The issue is not that I can’t see the sun. I do know it’s out there. It’s more like the weather is nice there but I’m in the other hemisphere in the middle of winter trapped with three feet of snow on my doorstep.

The sun is out there but my village is flooded and I don’t know how to swim.

The sun is out there but I’m sick and no matter how much I want to be out there my body craves quiet darkness. Weak and frail, it can’t leave the bed.

I can see the sunshine, that has never been an issue. But I can’t see my way to it. I can’t find a way to enjoy it with the dark burden that consumes me.

Think trying to taste your favourite meal that’s in front of you when you have a cold, your nose is blocked and swallowing hurts your throat. Can you truly enjoy it?

I have always been able to see the sunshine and there hasn’t been a day I haven’t resented myself for not being able to go out and enjoy it. Can’t you not see how much I ache to get there?

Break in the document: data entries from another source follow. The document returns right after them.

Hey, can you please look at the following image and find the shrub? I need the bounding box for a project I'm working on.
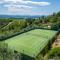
[48,47,60,58]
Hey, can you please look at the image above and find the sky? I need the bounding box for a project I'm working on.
[0,0,60,15]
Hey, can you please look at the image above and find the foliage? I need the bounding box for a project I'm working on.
[0,11,60,40]
[0,42,21,60]
[47,47,60,59]
[0,11,60,60]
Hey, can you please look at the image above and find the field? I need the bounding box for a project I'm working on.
[4,29,57,57]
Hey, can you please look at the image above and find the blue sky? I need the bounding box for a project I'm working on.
[0,0,60,15]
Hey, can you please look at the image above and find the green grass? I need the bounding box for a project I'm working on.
[4,29,57,57]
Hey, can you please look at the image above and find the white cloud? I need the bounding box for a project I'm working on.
[19,1,50,6]
[0,0,4,4]
[7,5,33,15]
[4,4,32,9]
[0,0,50,6]
[3,0,31,3]
[30,1,50,6]
[0,0,51,15]
[5,0,22,3]
[4,3,32,14]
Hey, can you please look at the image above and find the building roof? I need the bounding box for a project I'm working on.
[5,29,58,58]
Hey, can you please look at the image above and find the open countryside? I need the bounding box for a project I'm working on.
[0,11,60,60]
[0,0,60,60]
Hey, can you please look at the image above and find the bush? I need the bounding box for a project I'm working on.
[48,47,60,58]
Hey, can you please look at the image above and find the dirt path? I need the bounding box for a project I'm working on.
[52,34,60,48]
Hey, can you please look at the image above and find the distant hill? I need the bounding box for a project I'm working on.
[0,15,40,18]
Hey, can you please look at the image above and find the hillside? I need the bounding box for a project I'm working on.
[0,12,60,40]
[0,11,60,60]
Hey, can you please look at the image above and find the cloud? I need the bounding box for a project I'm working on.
[0,0,50,10]
[4,4,32,9]
[0,0,51,15]
[6,5,33,15]
[0,0,50,6]
[29,1,50,6]
[5,0,22,3]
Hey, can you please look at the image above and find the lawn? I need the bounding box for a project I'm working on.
[4,29,57,57]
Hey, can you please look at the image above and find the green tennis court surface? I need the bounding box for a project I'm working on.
[5,29,58,57]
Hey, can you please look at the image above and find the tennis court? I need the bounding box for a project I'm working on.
[5,29,57,57]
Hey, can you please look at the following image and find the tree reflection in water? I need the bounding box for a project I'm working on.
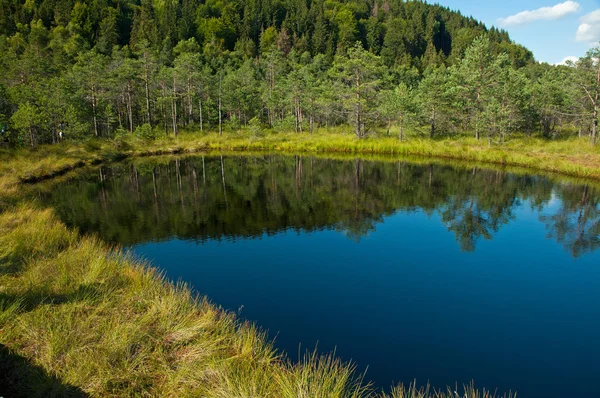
[42,155,600,256]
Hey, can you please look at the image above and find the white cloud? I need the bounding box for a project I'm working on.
[498,1,580,26]
[576,9,600,43]
[554,55,578,65]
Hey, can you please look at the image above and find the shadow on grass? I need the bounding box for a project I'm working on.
[0,344,88,398]
[0,262,22,277]
[0,283,109,397]
[0,283,105,316]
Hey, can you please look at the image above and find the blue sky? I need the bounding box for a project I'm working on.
[438,0,600,64]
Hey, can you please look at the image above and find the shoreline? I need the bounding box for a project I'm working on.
[9,132,600,189]
[1,132,598,396]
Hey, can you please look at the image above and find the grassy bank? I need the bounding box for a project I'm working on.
[3,130,600,192]
[0,204,360,397]
[2,129,595,397]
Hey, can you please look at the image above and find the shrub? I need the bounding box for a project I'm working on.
[134,124,158,140]
[226,114,242,132]
[273,115,296,132]
[248,117,264,137]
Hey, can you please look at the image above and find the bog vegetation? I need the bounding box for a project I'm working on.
[1,0,599,147]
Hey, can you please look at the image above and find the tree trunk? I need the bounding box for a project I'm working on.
[145,68,151,125]
[29,124,35,148]
[187,78,193,125]
[172,75,178,137]
[92,87,98,137]
[221,155,227,206]
[199,97,203,132]
[475,88,481,140]
[218,73,223,135]
[399,120,403,142]
[152,168,158,203]
[294,97,299,133]
[593,106,598,145]
[117,102,122,129]
[127,84,133,133]
[309,98,314,134]
[355,72,361,138]
[429,165,433,188]
[161,83,168,136]
[202,156,206,186]
[430,107,435,139]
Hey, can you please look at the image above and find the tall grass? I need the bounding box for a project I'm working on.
[117,129,600,180]
[2,129,599,199]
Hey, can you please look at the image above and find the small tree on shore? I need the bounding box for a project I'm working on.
[418,67,451,139]
[11,102,39,147]
[378,83,415,141]
[450,35,509,140]
[329,42,386,138]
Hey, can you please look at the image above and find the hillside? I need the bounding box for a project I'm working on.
[5,0,599,148]
[0,0,533,68]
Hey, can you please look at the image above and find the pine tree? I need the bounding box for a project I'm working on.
[330,41,385,138]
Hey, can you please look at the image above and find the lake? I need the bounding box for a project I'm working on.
[41,154,600,398]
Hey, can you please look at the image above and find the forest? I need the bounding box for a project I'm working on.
[0,0,599,147]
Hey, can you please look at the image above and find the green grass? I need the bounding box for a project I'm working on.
[2,128,598,190]
[4,128,597,396]
[4,128,599,193]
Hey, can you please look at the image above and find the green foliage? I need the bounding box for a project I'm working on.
[449,35,512,139]
[134,123,157,139]
[417,67,454,138]
[10,102,39,147]
[247,116,263,137]
[0,0,599,148]
[378,83,416,141]
[568,48,600,144]
[330,42,386,137]
[273,115,297,132]
[0,0,542,147]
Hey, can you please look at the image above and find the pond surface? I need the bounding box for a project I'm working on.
[42,155,600,398]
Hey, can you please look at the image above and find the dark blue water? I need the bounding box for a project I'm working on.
[44,155,600,397]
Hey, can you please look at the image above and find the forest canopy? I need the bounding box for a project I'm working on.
[0,0,598,146]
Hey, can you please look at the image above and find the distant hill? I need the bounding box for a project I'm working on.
[0,0,533,68]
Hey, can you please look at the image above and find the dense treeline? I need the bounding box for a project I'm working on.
[44,155,600,256]
[0,0,598,146]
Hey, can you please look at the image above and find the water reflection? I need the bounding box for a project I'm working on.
[42,155,600,256]
[541,185,600,257]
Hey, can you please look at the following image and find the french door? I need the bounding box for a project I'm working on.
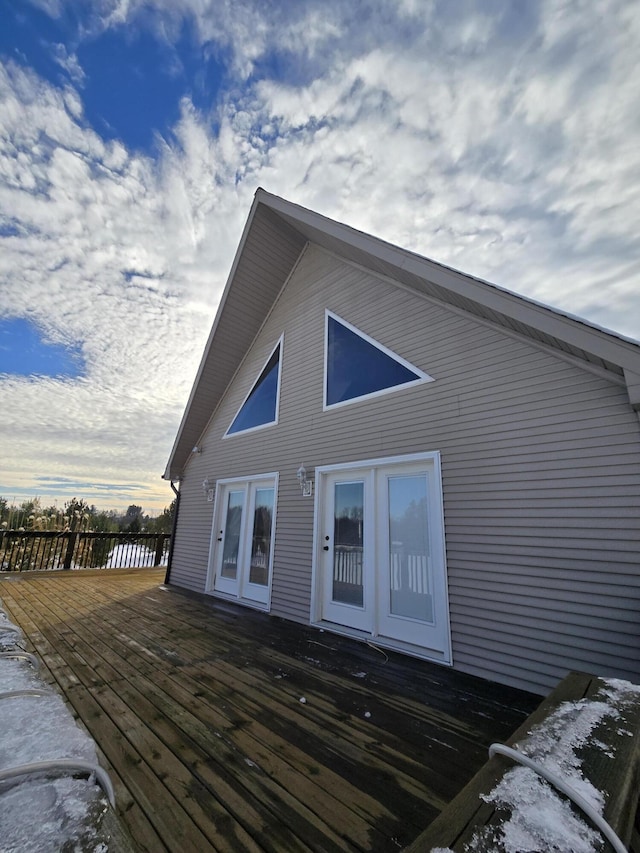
[321,471,375,632]
[316,454,451,663]
[209,474,278,608]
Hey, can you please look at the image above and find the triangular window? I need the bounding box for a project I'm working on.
[226,338,282,436]
[324,311,432,408]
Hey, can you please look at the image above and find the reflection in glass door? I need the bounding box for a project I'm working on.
[332,481,364,607]
[387,475,433,623]
[220,490,243,581]
[243,486,275,600]
[210,476,277,608]
[376,469,446,651]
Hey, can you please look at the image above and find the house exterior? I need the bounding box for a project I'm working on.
[163,189,640,696]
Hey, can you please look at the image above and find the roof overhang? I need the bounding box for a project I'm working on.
[164,189,640,480]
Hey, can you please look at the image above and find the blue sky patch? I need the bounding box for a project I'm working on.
[0,0,77,84]
[0,219,22,237]
[0,317,85,379]
[0,1,226,138]
[77,21,225,151]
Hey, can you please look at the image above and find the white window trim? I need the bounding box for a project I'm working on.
[205,471,279,612]
[323,310,433,411]
[224,334,284,438]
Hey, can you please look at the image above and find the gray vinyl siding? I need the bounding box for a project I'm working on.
[165,205,306,479]
[168,454,214,594]
[171,244,640,695]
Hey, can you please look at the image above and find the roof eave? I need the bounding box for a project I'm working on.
[256,190,640,371]
[164,190,640,480]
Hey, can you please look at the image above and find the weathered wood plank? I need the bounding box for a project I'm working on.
[127,671,350,853]
[10,590,264,852]
[39,601,353,850]
[2,584,197,852]
[582,677,640,847]
[405,672,593,851]
[405,671,640,852]
[95,595,490,833]
[29,588,398,848]
[0,569,539,853]
[4,577,387,848]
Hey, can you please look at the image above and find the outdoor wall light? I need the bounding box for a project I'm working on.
[296,464,313,497]
[202,478,214,502]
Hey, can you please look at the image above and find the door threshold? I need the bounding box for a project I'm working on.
[206,589,270,613]
[312,620,452,666]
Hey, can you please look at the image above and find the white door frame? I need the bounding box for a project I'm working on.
[312,451,452,665]
[206,472,278,610]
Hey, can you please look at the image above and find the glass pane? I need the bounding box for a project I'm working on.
[388,475,433,622]
[332,481,364,606]
[221,490,243,578]
[228,345,280,434]
[249,487,274,586]
[327,315,421,406]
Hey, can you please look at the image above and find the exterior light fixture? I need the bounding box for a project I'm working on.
[296,464,313,497]
[202,478,214,502]
[192,446,202,454]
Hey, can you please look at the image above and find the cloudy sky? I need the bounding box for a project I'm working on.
[1,0,639,513]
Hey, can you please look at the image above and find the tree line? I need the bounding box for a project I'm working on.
[0,497,175,534]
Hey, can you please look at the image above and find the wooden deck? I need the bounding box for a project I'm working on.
[0,568,538,852]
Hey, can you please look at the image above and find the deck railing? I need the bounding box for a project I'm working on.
[0,531,170,572]
[332,546,431,593]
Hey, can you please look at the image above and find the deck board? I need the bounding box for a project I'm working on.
[0,568,538,852]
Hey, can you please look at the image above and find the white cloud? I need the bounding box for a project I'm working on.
[2,0,640,510]
[0,64,241,510]
[25,0,64,16]
[236,1,640,333]
[52,44,86,86]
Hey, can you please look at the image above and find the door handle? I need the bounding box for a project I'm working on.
[323,546,329,551]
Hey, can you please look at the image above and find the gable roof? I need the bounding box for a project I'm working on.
[164,188,640,481]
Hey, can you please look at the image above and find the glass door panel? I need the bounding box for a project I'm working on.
[248,487,274,587]
[221,490,244,580]
[320,472,374,633]
[332,481,364,606]
[213,486,246,597]
[376,462,449,655]
[388,475,433,623]
[240,483,275,605]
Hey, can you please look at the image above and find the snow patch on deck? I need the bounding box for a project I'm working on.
[463,678,640,853]
[0,603,111,851]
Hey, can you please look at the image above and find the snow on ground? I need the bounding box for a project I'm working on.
[0,613,23,649]
[0,602,111,852]
[104,542,164,568]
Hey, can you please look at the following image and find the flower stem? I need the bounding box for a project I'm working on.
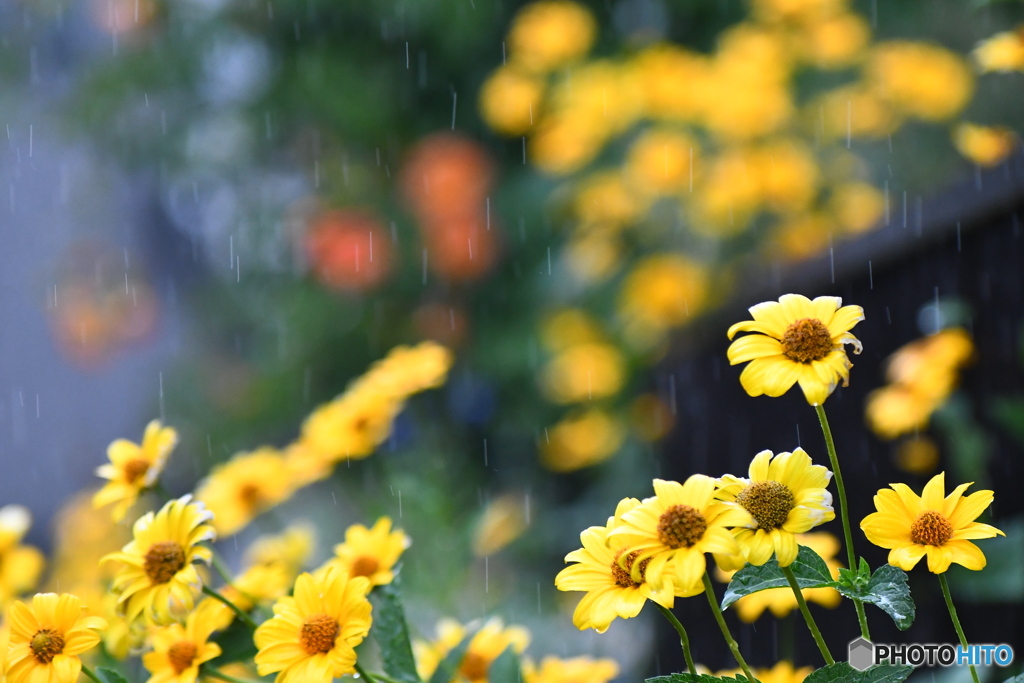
[940,573,981,683]
[355,662,379,682]
[655,603,697,675]
[814,403,871,639]
[201,665,259,683]
[703,573,757,682]
[210,552,236,585]
[81,665,104,683]
[781,565,834,665]
[202,584,260,630]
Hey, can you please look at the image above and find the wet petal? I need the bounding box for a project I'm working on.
[728,335,784,364]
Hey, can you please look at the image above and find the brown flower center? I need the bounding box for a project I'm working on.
[123,458,151,484]
[910,510,953,546]
[781,318,834,363]
[610,549,650,588]
[350,556,380,578]
[460,652,490,681]
[239,483,264,509]
[657,504,708,549]
[299,613,339,655]
[144,540,187,584]
[736,481,796,530]
[168,641,198,674]
[30,629,65,664]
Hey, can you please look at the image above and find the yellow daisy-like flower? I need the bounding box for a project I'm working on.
[299,388,403,462]
[472,493,528,557]
[93,420,178,522]
[194,447,297,537]
[414,618,530,683]
[254,570,372,682]
[142,609,223,683]
[245,525,315,577]
[104,496,216,625]
[609,476,752,593]
[716,448,835,569]
[861,472,1004,573]
[523,655,619,683]
[555,498,677,633]
[315,517,410,588]
[0,506,45,611]
[6,593,107,683]
[727,293,865,405]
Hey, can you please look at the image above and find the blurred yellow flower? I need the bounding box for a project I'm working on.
[540,409,625,472]
[973,27,1024,72]
[953,123,1018,167]
[530,114,607,175]
[93,419,178,522]
[479,65,545,136]
[524,655,619,683]
[507,1,596,73]
[692,148,763,235]
[757,140,819,212]
[299,388,403,462]
[540,309,604,352]
[865,42,973,121]
[573,172,646,228]
[625,129,698,195]
[717,661,815,683]
[245,525,315,577]
[750,0,846,24]
[894,436,940,476]
[105,496,215,625]
[360,341,455,399]
[0,506,45,611]
[6,593,106,683]
[861,472,1003,573]
[195,447,297,537]
[829,182,884,234]
[865,384,940,440]
[564,234,623,283]
[727,294,864,406]
[541,342,625,404]
[813,85,900,140]
[415,618,530,683]
[632,45,709,121]
[473,493,529,557]
[317,517,410,588]
[142,608,222,683]
[618,254,708,334]
[796,12,870,68]
[770,213,833,261]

I am a house on fire and the sunshine doesn’t matter.

“Put your armbands on and keep on swimming through the flood mate, you will get to the other side. Or build a snowman with a carrot for its nose. Think nice thoughts and everything will be ok.”

How can you reduce my suffering to that.

Can you survive a flood with armbands when the water is rushing sweeping cars away?

Can you afford to build a snowman when you can’t even leave the house to buy food?

Can you think your way out of illness with nice thoughts?

How many metaphors or analogies do I need to use to describe my pain before someone, anyone, understands?

I will be lying on an autopsy table and people like you will still believe I just needed to think nicer thoughts.